Все это, конечно, внешность, и ей нельзя придавать много значения, но там, за рубежом, все это причиняет много страданий, потому что первое время приходится volens-nolens жить этой внешностью. Нам, например, претит титулование профессоров «тайными, статскими и т. д. советниками», но к немецкому профессору обратиться без прибавления его титула нельзя. На этой почве происходило и происходит много неприятных инцидентов.
Те, кому удалось перешагнуть через внешность, а в этом случае можно посоветовать только одно – подчиниться по мере возможности западноевропейским требованиям хозяев, сталкиваются с иного рода недоразумениями. Условия, в которых мы живем настолько различны от германских, что мы, говоря на одном и том же языке, сплошь и рядом говорим о разных вещах. Объясняется это тем, что мы одним и тем же именем называем не одно и то же. Примеров можно привести бездну, в особенности из области политики и социального быта. Например слово «чиновник» и «чиновничье отношение» у нас и у немцев это две совершенно разные вещи. И в действительности обе стороны произносят их с разными оттенками. Возьмите для курьеза слова «полиция», «солдат» и т. д. Подавляющее большинство немецких студентов – национал-либералы; либерализм, как известно, весьма жалкого свойства.
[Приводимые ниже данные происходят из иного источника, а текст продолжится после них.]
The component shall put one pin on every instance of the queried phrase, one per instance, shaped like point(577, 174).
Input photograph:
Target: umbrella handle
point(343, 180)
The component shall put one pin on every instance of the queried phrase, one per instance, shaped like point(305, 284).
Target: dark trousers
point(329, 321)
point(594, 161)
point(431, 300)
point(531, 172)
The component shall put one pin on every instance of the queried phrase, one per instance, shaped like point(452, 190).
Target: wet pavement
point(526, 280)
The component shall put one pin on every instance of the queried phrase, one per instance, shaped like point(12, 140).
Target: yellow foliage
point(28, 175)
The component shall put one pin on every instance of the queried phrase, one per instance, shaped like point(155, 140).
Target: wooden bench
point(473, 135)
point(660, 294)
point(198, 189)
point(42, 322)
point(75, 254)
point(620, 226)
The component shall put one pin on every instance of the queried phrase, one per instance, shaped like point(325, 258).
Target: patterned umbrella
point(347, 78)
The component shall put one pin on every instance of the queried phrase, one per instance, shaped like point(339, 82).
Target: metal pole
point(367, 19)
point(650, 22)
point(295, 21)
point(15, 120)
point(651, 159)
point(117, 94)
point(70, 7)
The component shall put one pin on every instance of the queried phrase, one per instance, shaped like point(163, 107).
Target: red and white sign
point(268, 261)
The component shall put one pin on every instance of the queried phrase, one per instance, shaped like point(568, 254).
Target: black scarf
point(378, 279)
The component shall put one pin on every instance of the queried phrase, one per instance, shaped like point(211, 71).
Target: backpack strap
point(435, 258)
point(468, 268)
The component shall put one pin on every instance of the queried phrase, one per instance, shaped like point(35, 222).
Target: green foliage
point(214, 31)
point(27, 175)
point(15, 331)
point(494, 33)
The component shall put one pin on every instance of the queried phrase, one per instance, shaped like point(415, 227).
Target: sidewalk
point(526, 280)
Мне припоминается одно двухтысячное студенческое собрание в г. Ф., которое должно было в ряду других служить протестом против Чемберлена, якобы оскорбившего немецкую армию. Всеми уважаемый хирург взошел на кафедру и начал свою речь словами: «Милостивые Государи! Я – солдат…» Впечатление от этих слов было потрясающее для обеих сторон – русских и немцев. В то время как почтенный хирург открылся для наших соотечественников как милитарист национал-либерал и потерял в их глазах очень много, немцы ревели и аплодировали в течение десяти минут. Ему была устроена небывалая овация.
Мы не станем обсуждать причины этого различия. Факт тот, что одни и те же слова вызывают в нас и в них часто глубоко различные представления. Для тех, кто приезжает в Германию на короткий срок или живет в отеле или пансионе, все эти мелочи, конечно, неважны. Но зауряд-студенту приходится со всем этим считаться. Ему приходится жить в университете и при отсутствии известной доли приспособляемости терпеть много от всех этих мелочей. Ведь тяжело быть вынужденным жить в массе людей и чувствовать себя как в военном лагере, окруженном враждебным элементом.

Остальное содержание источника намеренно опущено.